Le quatrième tome de Millenium est sorti dans 25 pays. C'est l'un des 589 livres de cette rentrée littéraire.

Le quatrième tome de Millenium est sorti dans 25 pays. C'est l'un des 589 livres de cette rentrée littéraire. - Kenzo Tribouillard - AFP

Snobisme, manque de temps ou allergie, vous avez décidé de ne lire aucun roman de la "rentrée littéraire". Voici ce qu'il faut savoir, pour pouvoir en parler quand même.

Chaque année, un peu après le 15 août, elle vient nous cueillir. A peine le temps de lever le nez du dernier Cinquante nuances de Grey, et de poser son verre de rosé-pamplemousse, que la "rentrée littéraire" est là. Et si vous n'êtes pas prêts, d'autres le sont. Les imprimeurs impriment, les libraires installent, les éditeurs massent les mollets de leurs poulains avant leur passage à la télé et les critiques littéraires vérifient leur stock de Guronsan.

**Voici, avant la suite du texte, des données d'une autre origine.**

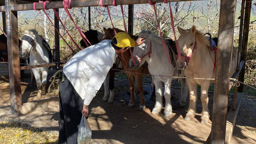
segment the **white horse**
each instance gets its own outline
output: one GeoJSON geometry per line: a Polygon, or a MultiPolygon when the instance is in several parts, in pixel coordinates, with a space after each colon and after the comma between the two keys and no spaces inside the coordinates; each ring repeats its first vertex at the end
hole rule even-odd
{"type": "MultiPolygon", "coordinates": [[[[196,30],[194,26],[188,30],[183,30],[178,26],[178,30],[180,33],[178,39],[178,47],[181,54],[183,55],[182,59],[185,59],[183,61],[185,62],[178,58],[177,66],[184,70],[184,73],[188,78],[186,82],[190,89],[190,106],[185,119],[190,120],[196,115],[197,86],[199,84],[201,86],[201,101],[202,105],[201,123],[206,124],[210,117],[208,90],[212,81],[209,79],[214,78],[215,54],[214,50],[211,50],[208,39],[196,30]],[[206,79],[193,79],[194,78],[206,79]]],[[[237,49],[234,47],[230,74],[236,70],[237,53],[237,49]]]]}
{"type": "MultiPolygon", "coordinates": [[[[22,58],[30,56],[30,65],[49,63],[52,57],[50,46],[35,30],[26,30],[22,38],[20,55],[22,58]]],[[[46,92],[46,84],[49,66],[32,68],[38,88],[37,97],[41,97],[46,92]]],[[[33,79],[33,76],[31,76],[33,79]]]]}
{"type": "MultiPolygon", "coordinates": [[[[148,71],[152,75],[152,81],[156,90],[156,104],[151,113],[158,114],[162,110],[163,106],[162,87],[164,83],[164,94],[166,98],[164,116],[170,116],[172,113],[170,86],[174,66],[168,60],[160,37],[150,31],[143,30],[138,34],[138,38],[145,38],[145,41],[140,46],[134,47],[132,54],[136,58],[136,63],[134,65],[132,59],[130,59],[129,66],[130,68],[136,69],[147,62],[148,71]]],[[[165,42],[167,46],[166,41],[165,42]]],[[[170,57],[174,58],[174,54],[171,54],[170,57]]]]}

Malgré tout, vous n'envisagez pas une seconde de vous coltiner le livre de Christine Angot, et encore moins celui d'Amélie Nothomb. Qu'à cela ne tienne, voici la tactique à adopter pour garder une contenance quand on vous entreprendra sur le sujet.

> Causer chiffres

Selon le magazine Livres Hebdo, 589 romans -68 premiers romans, 393 français, 196 romans de la littérature étrangère- sont publiés entre août et octobre 2015. C'est beaucoup, mais c'est moins que l'année dernière (607) et un peu plus qu'en 2013 (555). Le journal observe ainsi que le flux d'ouvrages diminue un peu au fil des années, avec un point culminant à 727 livres en 2007. Mais si le battage médiatique bat son plein en septembre, c'est au moment des fêtes de fin d'année que se vendent vraiment les livres, comme l'expliquait Le Monde en septembre 2013.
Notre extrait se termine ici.